# Cigarette lighter problem...



## Lightindarkness420 (Dec 6, 2006)

Ok, so I was using my radar detector and when I pulled it out, the adaptor on that came apart…no big deal…this has happened with it before…I just snap the pieces back together….but this time, the metal round piece stayed jammed in there, so it took me a little bit of fighting it to get it out. Now that I did, the cigarette lighter does not work…not for the Radar Detector, not for my GPS unit, not for my multi adaptor, adaptor.

I checked the fuse and it works fine.

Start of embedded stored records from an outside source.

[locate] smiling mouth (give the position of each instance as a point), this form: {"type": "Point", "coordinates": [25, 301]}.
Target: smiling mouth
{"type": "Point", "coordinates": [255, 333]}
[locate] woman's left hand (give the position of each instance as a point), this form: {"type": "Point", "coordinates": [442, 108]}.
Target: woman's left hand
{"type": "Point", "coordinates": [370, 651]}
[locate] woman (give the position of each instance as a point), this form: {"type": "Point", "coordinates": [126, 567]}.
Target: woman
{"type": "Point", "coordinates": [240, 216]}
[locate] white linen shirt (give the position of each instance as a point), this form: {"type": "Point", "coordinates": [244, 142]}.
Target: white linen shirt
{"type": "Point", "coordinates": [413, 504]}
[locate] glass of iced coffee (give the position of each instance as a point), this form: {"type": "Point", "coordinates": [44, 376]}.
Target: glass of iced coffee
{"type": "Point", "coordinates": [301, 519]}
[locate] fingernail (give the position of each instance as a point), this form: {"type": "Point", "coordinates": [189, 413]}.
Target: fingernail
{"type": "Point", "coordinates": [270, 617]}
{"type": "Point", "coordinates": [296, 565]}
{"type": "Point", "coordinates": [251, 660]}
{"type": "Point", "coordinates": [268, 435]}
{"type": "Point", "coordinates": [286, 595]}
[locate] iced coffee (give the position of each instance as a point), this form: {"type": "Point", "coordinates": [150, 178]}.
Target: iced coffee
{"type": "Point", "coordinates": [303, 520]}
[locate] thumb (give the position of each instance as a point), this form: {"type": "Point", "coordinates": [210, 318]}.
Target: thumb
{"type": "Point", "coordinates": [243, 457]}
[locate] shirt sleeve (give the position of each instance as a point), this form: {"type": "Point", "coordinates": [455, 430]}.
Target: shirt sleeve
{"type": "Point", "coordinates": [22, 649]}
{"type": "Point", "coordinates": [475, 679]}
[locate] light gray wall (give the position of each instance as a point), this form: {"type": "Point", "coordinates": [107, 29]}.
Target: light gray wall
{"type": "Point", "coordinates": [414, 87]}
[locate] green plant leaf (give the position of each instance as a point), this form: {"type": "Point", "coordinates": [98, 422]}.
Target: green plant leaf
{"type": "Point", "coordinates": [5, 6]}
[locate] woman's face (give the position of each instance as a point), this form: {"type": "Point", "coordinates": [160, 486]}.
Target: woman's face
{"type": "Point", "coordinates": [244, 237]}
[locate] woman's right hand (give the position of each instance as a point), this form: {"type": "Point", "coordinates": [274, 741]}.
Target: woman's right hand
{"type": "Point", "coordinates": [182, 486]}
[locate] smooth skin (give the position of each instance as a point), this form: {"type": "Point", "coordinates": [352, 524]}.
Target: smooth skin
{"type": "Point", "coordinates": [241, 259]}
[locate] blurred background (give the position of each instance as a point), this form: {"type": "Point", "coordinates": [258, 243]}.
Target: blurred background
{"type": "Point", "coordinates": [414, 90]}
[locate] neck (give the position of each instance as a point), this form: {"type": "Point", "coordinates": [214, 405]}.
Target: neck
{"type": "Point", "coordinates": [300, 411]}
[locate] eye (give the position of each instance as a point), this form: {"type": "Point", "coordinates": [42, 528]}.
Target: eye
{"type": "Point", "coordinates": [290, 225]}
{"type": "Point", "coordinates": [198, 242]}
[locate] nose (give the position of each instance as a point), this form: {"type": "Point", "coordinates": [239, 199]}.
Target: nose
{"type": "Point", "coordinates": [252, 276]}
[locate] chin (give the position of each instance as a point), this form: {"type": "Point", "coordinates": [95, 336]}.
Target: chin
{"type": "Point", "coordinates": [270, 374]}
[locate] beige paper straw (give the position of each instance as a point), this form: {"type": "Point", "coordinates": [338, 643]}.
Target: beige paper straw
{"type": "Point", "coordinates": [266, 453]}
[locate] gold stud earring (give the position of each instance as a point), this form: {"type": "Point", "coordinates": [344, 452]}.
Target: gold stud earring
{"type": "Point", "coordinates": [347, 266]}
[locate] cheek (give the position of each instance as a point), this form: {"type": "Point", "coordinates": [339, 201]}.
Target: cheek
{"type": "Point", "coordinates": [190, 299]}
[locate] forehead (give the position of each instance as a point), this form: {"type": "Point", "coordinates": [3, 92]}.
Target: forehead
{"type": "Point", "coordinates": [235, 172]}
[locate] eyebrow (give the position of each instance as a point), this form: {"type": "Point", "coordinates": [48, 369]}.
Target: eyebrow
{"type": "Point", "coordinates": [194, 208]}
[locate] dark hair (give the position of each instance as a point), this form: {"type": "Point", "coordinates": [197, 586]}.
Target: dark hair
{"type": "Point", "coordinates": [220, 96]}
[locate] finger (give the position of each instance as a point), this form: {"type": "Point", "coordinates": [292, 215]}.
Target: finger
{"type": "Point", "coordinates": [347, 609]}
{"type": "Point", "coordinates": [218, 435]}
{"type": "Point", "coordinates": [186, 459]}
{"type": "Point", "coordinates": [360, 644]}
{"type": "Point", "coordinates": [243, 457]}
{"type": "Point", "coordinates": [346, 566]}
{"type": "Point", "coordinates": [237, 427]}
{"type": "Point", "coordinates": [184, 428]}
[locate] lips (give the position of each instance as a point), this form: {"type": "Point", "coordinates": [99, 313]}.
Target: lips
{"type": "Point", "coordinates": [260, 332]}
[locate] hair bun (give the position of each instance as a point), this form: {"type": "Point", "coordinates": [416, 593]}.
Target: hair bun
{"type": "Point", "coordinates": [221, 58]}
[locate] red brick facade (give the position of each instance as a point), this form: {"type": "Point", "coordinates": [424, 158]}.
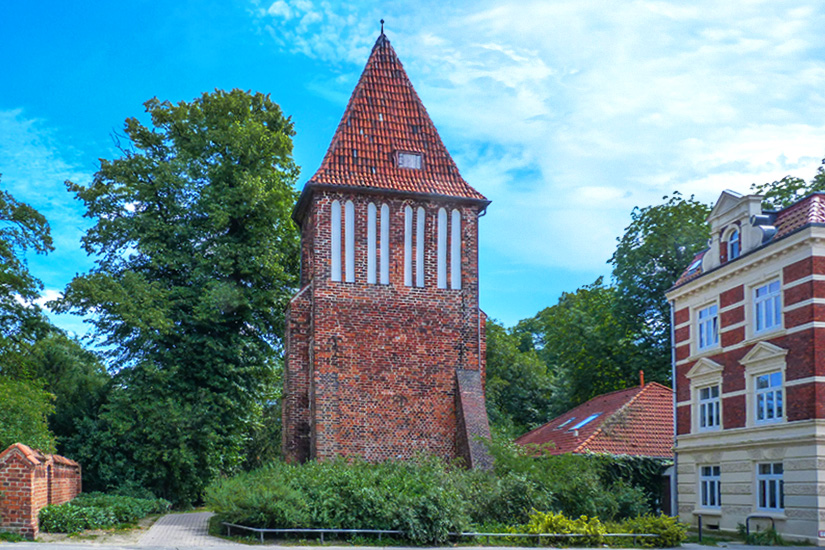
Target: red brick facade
{"type": "Point", "coordinates": [805, 357]}
{"type": "Point", "coordinates": [373, 370]}
{"type": "Point", "coordinates": [30, 480]}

Any suggestions of what and where the problem could be?


----------



## GTO JUDGE (May 14, 2005)

Lightindarkness420 said:


> Ok, so I was using my radar detector and when I pulled it out, the adaptor on that came apart…no big deal…this has happened with it before…I just snap the pieces back together….but this time, the metal round piece stayed jammed in there, so it took me a little bit of fighting it to get it out. Now that I did, the cigarette lighter does not work…not for the Radar Detector, not for my GPS unit, not for my multi adaptor, adaptor.
> 
> I checked the fuse and it works fine. Any suggestions of what and where the problem could be?

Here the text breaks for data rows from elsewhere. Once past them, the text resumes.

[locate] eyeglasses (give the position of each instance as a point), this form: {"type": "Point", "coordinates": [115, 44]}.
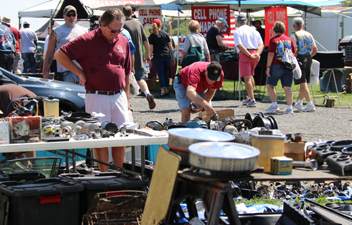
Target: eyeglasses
{"type": "Point", "coordinates": [72, 14]}
{"type": "Point", "coordinates": [114, 31]}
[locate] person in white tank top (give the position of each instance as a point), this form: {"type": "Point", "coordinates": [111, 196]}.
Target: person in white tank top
{"type": "Point", "coordinates": [59, 37]}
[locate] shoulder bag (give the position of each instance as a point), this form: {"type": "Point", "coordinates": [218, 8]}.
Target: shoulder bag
{"type": "Point", "coordinates": [194, 54]}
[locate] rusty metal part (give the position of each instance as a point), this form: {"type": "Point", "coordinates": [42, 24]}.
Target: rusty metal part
{"type": "Point", "coordinates": [312, 164]}
{"type": "Point", "coordinates": [340, 163]}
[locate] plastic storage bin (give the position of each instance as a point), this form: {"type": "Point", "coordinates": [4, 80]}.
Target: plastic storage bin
{"type": "Point", "coordinates": [51, 201]}
{"type": "Point", "coordinates": [103, 182]}
{"type": "Point", "coordinates": [269, 146]}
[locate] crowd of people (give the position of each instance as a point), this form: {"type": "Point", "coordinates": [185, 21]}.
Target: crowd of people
{"type": "Point", "coordinates": [102, 60]}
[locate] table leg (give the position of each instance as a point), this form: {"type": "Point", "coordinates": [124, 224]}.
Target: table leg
{"type": "Point", "coordinates": [74, 161]}
{"type": "Point", "coordinates": [133, 151]}
{"type": "Point", "coordinates": [67, 164]}
{"type": "Point", "coordinates": [143, 161]}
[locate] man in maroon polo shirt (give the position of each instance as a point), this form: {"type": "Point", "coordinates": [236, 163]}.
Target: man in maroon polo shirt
{"type": "Point", "coordinates": [104, 56]}
{"type": "Point", "coordinates": [197, 83]}
{"type": "Point", "coordinates": [16, 67]}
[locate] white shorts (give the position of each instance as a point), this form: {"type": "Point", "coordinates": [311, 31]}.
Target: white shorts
{"type": "Point", "coordinates": [114, 107]}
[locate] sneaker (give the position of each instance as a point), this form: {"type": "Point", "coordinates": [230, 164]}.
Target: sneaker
{"type": "Point", "coordinates": [151, 102]}
{"type": "Point", "coordinates": [246, 101]}
{"type": "Point", "coordinates": [309, 108]}
{"type": "Point", "coordinates": [273, 109]}
{"type": "Point", "coordinates": [251, 103]}
{"type": "Point", "coordinates": [298, 106]}
{"type": "Point", "coordinates": [288, 111]}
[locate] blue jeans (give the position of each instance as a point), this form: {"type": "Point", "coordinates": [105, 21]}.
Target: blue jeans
{"type": "Point", "coordinates": [277, 73]}
{"type": "Point", "coordinates": [162, 68]}
{"type": "Point", "coordinates": [29, 62]}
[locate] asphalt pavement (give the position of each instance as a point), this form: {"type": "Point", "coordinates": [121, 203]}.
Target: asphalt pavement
{"type": "Point", "coordinates": [324, 124]}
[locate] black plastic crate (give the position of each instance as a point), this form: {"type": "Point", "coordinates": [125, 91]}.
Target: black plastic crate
{"type": "Point", "coordinates": [51, 201]}
{"type": "Point", "coordinates": [103, 182]}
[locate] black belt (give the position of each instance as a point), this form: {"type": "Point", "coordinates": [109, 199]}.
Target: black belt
{"type": "Point", "coordinates": [103, 92]}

* Sounds like a connection problem. Are you sure the metal connector tabs inside the female end of the lighter is not bent? If the "prongs" or "tabs" are bent it may not be making a secure connection. It could be you bent them in an effort to get the jammed pieces out. If there are no tabs or prongs inside there, perhaps you pushed the insides of the lighter back just enough so no contact is being made.*


----------